Some Who Didn’t Make It – And Why

Like Tommy, John had a low language learning aptitude. Yet whereas Tommy’s humble attitude allowed him to be open to advice and be willing to take the punishing daily humiliation of continually being corrected by his teachers, John’s psychological defenses resulted in him projecting the blame for his slow progress on to the language teachers and the textbooks, rather than on to himself. By blaming others instead of making himself responsible for his slow progress and taking the necessary remedial action, he cut himself off from the very people who could have helped him succeed. Hence slow progress resulted in loss of motivation and the will to press on.

Jim failed to grasp a key point which Donald Larson makes in Guidelines for Barefoot Language Learning: “People who develop competence in another language do so because they go at it intensively”. Coming to China and discovering that learning Chinese was much harder than he had originally imagined, he decided to miss class whenever he felt in need of a break from language study.
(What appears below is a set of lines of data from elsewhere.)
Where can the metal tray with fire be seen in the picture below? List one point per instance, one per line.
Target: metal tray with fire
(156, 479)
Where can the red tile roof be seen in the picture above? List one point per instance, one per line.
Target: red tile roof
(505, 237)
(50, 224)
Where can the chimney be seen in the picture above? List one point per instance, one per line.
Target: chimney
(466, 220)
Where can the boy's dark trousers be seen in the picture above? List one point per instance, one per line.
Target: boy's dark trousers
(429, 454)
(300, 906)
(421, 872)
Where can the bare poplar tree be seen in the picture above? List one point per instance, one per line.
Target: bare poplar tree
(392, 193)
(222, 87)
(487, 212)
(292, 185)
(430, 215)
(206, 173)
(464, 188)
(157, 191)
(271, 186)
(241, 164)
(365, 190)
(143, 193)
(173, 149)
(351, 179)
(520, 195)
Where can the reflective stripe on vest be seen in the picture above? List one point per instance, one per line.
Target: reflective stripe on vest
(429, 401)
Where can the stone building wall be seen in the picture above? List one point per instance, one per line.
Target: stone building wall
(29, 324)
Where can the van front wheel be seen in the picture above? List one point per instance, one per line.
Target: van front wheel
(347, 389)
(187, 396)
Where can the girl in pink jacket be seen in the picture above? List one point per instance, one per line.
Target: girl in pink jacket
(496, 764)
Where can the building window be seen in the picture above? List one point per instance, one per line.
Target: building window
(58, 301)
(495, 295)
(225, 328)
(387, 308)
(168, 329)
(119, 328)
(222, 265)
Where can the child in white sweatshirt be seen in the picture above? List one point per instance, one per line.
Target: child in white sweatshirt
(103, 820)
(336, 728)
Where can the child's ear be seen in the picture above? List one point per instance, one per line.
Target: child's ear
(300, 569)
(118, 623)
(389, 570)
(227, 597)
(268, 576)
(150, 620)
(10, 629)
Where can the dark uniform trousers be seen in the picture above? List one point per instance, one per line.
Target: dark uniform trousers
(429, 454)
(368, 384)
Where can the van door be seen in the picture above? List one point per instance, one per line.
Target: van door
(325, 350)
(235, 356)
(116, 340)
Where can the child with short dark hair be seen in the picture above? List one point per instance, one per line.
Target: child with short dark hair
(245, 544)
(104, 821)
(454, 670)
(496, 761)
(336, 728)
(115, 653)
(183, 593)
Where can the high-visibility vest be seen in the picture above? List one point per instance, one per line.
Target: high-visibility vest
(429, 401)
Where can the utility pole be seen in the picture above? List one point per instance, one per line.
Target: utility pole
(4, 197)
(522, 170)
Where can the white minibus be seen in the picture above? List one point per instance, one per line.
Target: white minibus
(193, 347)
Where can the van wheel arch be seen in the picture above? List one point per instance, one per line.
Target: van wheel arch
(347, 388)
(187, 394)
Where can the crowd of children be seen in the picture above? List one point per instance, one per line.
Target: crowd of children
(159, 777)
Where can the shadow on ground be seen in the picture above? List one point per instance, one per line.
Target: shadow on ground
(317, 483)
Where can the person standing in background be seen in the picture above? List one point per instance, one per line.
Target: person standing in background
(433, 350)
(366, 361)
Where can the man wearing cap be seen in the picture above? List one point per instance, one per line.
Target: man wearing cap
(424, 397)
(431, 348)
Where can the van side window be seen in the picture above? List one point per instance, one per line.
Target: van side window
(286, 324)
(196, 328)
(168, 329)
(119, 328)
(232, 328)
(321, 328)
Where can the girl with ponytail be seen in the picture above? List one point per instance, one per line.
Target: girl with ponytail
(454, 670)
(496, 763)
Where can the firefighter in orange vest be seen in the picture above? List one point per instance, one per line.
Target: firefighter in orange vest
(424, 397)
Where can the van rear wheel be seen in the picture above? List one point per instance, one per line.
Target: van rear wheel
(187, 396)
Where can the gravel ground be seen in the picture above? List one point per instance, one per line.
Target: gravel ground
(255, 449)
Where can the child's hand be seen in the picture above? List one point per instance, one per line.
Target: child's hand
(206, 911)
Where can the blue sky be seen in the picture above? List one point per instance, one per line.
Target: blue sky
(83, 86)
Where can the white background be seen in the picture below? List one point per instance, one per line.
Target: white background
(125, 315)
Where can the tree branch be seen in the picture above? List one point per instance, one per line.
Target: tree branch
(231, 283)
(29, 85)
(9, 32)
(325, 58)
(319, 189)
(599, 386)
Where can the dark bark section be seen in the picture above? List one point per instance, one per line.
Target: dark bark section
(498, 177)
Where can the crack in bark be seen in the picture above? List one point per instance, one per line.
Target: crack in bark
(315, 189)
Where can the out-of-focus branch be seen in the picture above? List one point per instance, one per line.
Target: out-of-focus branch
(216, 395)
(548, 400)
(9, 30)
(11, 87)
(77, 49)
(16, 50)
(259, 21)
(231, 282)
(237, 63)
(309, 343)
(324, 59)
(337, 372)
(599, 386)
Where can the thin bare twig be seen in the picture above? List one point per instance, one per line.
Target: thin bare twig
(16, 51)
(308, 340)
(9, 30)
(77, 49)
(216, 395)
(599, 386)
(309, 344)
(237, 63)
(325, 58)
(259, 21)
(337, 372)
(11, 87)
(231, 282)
Sad to say, what was learned rapidly (intensively) was also lost rapidly; unable to sense that he was making much progress, he soon lost all motivation to continue studying Chinese.

Jack’s problem was that, although he covered the language material in class at a good pace, he never found communicating with Chinese people easy. Words were difficult to recall, and his sentences never came out smoothly. Talking with people outside on the street was always a struggle for him. His dormitory room was the only ‘safe’ place and he therefore retreated there after class each day. It wasn’t that others hadn’t tried to help him find friendly people to talk with; he simply couldn’t or wouldn’t discipline himself to go out and practice.


An excellent book on the subject of good language learners is Earl W. Stevick’s book Success with Foreign Languages  (published by Prentice Hall). Stevick looks at seven outstanding language learners – how they approached learning a foreign language and why they were so successful at it. It is an interesting and helpful book as it makes you realize that there is not just one way to learn a language; finding the right approach that works best for you is therefore vitally important – and this very readable book will help you do just this.